The snow had fallen for the last week. It had rounded out the corners on everything—the tables, the wooden chair Fern knew she ought to have brought in. She came from people who thought they were too good to run from the cold, too hearty, too real. Fern allowed herself only short dreams of summer, properly earned summer, after winter and after spring.

“Add another log to the fire, would you?” she asked. This was a beloved job of his. If he tended his fire as completely as he would have liked, they would have gone through their season’s supply of wood in a few days.

“I’ll wait a few more minutes.”

“We can get more wood,” she said.

“This is a winter’s worth,” he said, gesturing to the pile under the eaves. “This is enough for everybody else.”

Whether to buy their way out would be a constant question. To be like everyone, to be regular, a constant dream. For him it tasted sour because he failed at it and for her it tasted sweet because occasionally she succeeded.

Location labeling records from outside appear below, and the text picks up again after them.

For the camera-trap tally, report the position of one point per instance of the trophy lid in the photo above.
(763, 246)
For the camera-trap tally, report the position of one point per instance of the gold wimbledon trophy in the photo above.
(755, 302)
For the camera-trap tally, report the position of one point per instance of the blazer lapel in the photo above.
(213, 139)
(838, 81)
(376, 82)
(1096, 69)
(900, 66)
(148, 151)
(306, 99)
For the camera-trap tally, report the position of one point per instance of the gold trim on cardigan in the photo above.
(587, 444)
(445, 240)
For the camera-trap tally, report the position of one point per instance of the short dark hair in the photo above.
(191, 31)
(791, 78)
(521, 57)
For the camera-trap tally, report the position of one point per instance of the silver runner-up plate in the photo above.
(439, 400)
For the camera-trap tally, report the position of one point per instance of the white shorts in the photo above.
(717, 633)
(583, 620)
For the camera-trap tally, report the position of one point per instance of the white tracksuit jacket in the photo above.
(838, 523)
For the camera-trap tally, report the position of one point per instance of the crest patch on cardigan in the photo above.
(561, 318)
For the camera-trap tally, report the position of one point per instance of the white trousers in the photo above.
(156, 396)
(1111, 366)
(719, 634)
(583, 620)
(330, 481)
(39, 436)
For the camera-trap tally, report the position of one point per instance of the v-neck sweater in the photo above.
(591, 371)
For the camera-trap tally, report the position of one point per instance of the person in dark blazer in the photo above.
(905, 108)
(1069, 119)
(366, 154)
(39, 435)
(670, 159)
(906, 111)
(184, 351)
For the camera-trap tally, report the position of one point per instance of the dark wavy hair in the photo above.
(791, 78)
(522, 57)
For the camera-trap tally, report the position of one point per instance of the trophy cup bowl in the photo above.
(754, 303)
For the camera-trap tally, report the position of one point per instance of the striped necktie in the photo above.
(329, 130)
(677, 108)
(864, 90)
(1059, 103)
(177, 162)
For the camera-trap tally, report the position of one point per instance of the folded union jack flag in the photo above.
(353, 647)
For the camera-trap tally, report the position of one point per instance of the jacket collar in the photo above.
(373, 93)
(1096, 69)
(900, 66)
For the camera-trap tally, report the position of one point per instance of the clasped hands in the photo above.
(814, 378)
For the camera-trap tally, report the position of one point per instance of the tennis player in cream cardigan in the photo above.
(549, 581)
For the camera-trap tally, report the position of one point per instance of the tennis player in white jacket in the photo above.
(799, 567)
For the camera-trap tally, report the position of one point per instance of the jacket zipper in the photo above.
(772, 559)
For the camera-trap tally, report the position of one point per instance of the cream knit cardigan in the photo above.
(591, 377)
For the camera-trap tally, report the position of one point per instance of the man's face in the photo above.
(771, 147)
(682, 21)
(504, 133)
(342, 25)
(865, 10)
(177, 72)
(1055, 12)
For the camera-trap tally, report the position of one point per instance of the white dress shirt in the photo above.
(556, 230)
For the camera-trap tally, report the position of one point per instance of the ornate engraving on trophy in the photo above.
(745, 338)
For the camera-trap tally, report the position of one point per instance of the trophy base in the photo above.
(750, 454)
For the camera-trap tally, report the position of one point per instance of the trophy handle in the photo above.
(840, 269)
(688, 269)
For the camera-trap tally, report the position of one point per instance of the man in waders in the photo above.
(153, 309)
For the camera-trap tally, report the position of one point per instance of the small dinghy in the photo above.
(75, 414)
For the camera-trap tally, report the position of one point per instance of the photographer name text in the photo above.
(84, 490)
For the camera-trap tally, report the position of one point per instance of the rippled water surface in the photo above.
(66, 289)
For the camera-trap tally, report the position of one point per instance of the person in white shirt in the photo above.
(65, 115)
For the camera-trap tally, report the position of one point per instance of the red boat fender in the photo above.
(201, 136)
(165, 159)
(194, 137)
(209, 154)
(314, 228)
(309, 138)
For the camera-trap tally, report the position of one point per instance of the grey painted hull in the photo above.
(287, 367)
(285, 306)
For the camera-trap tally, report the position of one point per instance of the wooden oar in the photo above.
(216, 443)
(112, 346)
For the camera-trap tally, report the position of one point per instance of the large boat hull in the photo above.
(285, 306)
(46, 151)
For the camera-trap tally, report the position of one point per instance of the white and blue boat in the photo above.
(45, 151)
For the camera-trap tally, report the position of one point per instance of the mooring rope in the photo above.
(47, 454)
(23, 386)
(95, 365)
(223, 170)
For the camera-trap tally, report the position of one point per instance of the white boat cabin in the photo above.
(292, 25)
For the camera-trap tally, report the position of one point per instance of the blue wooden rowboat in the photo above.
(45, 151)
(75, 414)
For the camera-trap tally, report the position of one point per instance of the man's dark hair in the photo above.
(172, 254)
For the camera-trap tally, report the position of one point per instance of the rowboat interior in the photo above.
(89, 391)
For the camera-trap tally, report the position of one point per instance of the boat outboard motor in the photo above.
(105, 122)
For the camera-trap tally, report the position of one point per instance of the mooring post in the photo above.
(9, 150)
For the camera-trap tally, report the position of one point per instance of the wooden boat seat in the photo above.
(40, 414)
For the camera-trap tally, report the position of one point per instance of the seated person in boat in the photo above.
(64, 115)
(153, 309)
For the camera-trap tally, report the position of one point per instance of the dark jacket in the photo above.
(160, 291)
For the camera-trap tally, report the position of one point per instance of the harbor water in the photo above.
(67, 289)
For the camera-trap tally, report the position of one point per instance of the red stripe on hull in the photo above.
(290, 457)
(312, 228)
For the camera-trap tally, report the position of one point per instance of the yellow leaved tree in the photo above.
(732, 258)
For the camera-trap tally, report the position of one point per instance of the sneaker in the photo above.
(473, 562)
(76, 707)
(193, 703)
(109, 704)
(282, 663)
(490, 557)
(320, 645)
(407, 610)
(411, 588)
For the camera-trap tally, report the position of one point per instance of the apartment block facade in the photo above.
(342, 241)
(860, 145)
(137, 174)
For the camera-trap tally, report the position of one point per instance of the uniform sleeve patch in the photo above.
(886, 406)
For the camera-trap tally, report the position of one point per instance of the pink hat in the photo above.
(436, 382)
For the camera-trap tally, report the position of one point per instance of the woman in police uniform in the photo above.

Edgar whittled, turning something rough over in his hands, imagining a way to smooth it. Reflected in his thick glasses: the bald trees outside, grey-gold. A siren sounded.

Fern untangled a length of yarn, which was orange and scratchy. The cat was at the other end. For the cat, this ball was its own celebration. Fern carried the one end carefully through each knot, loosening as she went.

Another siren and another. “I wonder what’s going on,” Edgar said.

Edgar turned on the radio but it wasn’t music that came out. A man’s deep voice said the second half of a sentence, “. . . no known survivors.”

The cat, at that exact instant, choked on the orange string. Fern dragged it, wet, from the cat’s throat.